A week at Sage Hill

The Sage Hill Teen Writing Experience, that is. I just spent a week as the instructor of this terrific program, my first crack at something like that (although I was once the mid-week guest speaker when Alison Lohans was teaching it)….which is why blogging has been erratic for the past few days.

It was a wonderful experience. We spent the first couple of days doing exercises related to characterization and viewpoint, then Wednesday morning we did Writers at the Improv. This is something I’ve become very attached to at ConVersion each year in Calgary. Teams of two writers each take words suggested by audience members and come up with sentences that are then voted on. In this way, a story is built sentence by sentence until time runs out. I modified the process a bit for Sage Hill: at ConVersion (and Westercon, this year) the story is, by default, science fiction or fantasy. The first thing we got from the “audience” (half of the class) at Sage Hill was a genre. In this way we came up with “Major Problems: A Romantic Comedy” and “The Comedy of Horrors; or, Nunchucks and Wine.”

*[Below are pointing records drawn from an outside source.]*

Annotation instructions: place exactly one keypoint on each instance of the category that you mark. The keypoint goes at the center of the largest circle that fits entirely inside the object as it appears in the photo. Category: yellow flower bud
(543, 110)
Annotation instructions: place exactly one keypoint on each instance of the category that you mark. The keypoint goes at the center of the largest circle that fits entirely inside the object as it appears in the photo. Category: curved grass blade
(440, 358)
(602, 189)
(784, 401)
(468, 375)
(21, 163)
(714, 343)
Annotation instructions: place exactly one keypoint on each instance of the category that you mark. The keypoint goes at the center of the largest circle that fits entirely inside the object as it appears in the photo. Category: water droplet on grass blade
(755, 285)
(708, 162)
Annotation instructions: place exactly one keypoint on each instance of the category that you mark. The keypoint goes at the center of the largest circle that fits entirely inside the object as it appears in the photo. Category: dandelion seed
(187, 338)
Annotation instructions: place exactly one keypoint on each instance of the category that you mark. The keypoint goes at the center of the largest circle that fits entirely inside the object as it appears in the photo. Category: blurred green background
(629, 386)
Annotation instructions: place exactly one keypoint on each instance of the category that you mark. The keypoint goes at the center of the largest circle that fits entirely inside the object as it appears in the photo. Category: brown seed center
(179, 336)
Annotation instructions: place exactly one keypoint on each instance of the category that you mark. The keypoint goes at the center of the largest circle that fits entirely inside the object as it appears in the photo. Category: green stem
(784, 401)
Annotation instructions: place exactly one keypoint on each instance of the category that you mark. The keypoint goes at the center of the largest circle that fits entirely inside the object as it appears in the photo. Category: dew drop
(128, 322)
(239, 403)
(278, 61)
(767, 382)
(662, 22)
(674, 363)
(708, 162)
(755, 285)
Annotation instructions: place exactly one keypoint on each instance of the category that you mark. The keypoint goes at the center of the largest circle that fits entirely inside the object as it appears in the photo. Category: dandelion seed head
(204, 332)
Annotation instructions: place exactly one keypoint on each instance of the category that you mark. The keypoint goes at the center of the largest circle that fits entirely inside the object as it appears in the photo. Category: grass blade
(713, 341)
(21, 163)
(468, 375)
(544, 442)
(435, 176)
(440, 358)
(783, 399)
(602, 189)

Wednesday afternoon, Judith Krause came in to talk about poetry, which the kids appreciated, since several of them were very interested in poetry and I’m more of a humorous doggerel writer, myself, at best.

Thursday I did one-on-one sessions, going over the pieces each student submitted with his or her application (I had two boys and nine girls in the program, aged 13 to 18), and aside from a brief dialogue exercise, gave them the rest of the day for free writing–the goal being that they would come up with something for a book, Sage Words, which I then laid out that night and took to the copy shop on Friday morning.

Friday morning, they critiqued each others’ application pieces; Friday afternoon I talked about my own writing and about some of the nuts and bolts of getting published and trying to make a career as a writer; and then about 2:30 we had a book launch for Sage Words, with cake and iced tea and chips (the former supplied by me, the latter by Sage Hill through the library), and the day finished off with some fun and games.

I was uncertain after the first day if I was a complete and total disaster as a teacher, or just a partial disaster, but judging by the evaluations that were handed in to me, I wasn’t too bad. I hope I get a chance to do it again–with any luck, better–next year.